Article Text
Abstract
Objective To compare two cohorts of middle-aged men from the general population born 30 years apart for incidence and predictors of heart failure (HF).
Methods Two population samples of men, born in 1913 (n=855) and in 1943 (n=797), were examined at 50 years of age and followed up for 21 years (1963–1994 and 1993–2014). Cox regression analysis was used to examine the impact of different factors on the risk of developing HF.
Results Eighty men born in 1913 (9.4%) and 42 men born in 1943 (5.3%) developed HF during follow-up; adjusted HRs comparing the two cohorts (born 1943 vs 1913) were: 0.46 (95% CI 0.28 to 0.74, p=0.002).
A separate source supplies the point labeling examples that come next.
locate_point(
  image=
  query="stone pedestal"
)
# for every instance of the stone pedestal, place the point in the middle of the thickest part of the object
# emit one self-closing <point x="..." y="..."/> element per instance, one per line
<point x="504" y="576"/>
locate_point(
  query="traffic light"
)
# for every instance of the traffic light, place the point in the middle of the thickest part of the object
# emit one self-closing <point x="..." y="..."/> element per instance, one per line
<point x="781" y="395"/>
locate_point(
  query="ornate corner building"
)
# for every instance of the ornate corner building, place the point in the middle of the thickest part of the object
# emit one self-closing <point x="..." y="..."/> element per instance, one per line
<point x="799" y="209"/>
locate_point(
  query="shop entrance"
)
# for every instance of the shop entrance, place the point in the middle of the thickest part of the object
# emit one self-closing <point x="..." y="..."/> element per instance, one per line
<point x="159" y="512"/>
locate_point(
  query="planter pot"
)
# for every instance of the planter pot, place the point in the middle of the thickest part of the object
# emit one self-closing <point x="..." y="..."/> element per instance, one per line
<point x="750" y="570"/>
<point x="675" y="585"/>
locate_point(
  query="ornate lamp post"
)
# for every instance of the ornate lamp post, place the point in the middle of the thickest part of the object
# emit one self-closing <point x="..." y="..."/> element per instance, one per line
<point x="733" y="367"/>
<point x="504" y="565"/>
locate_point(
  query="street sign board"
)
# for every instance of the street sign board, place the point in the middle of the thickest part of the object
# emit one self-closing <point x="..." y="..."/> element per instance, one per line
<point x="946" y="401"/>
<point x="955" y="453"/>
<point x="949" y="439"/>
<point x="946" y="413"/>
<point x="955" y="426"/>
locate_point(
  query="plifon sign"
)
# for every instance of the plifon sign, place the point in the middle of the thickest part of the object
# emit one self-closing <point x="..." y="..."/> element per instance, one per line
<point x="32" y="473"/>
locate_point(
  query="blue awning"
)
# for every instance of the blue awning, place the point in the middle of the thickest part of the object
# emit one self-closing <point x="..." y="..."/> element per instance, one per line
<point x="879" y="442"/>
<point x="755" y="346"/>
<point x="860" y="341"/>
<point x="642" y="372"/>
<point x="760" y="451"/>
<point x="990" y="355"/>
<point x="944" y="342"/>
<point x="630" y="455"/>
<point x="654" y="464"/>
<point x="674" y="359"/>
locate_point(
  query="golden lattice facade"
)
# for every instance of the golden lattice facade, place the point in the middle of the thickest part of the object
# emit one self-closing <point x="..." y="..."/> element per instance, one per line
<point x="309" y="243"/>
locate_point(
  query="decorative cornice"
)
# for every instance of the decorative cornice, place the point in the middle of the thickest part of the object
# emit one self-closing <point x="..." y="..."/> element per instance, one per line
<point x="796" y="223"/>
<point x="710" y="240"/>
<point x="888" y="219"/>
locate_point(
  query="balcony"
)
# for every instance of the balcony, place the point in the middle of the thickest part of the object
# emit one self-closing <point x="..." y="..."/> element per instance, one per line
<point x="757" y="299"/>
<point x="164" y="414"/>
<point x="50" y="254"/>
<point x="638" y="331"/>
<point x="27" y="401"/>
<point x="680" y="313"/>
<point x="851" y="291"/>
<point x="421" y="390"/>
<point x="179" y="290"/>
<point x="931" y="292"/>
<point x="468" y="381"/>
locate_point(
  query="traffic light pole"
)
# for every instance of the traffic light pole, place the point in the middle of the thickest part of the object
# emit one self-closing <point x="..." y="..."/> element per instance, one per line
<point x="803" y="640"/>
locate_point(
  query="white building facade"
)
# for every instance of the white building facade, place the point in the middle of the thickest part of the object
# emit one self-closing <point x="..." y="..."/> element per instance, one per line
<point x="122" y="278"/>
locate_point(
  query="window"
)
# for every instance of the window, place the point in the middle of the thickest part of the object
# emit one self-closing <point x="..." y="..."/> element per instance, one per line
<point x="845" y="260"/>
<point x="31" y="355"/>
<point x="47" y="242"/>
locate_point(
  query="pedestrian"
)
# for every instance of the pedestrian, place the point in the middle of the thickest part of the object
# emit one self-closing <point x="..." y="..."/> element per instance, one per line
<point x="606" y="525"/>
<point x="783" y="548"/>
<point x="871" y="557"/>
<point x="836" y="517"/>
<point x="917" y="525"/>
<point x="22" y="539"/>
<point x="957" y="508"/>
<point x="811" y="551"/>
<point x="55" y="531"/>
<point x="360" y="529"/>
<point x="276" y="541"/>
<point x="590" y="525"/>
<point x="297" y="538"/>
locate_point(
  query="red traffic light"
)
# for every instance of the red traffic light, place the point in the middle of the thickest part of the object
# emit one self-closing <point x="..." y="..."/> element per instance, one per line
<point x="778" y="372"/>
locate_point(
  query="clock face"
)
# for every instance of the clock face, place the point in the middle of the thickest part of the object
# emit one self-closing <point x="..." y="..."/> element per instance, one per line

In both cohorts, higher body mass index, higher diastolic blood pressure, treatment for hypertension, onset of either atrial fibrillation (AF), ischaemic heart disease and diabetes mellitus were associated with higher risk of HF. Higher heart rate was associated with an increased risk only in men born in 1913, whereas higher systolic blood pressure (SBP), smoking, higher glucose, higher cholesterol and physical inactivity were associated with an increased risk in men born in 1943. AF contributed higher risk of incident HF, whereas SBP and physical inactivity contributed lower risk in men born in 1943 compared with men born in 1913.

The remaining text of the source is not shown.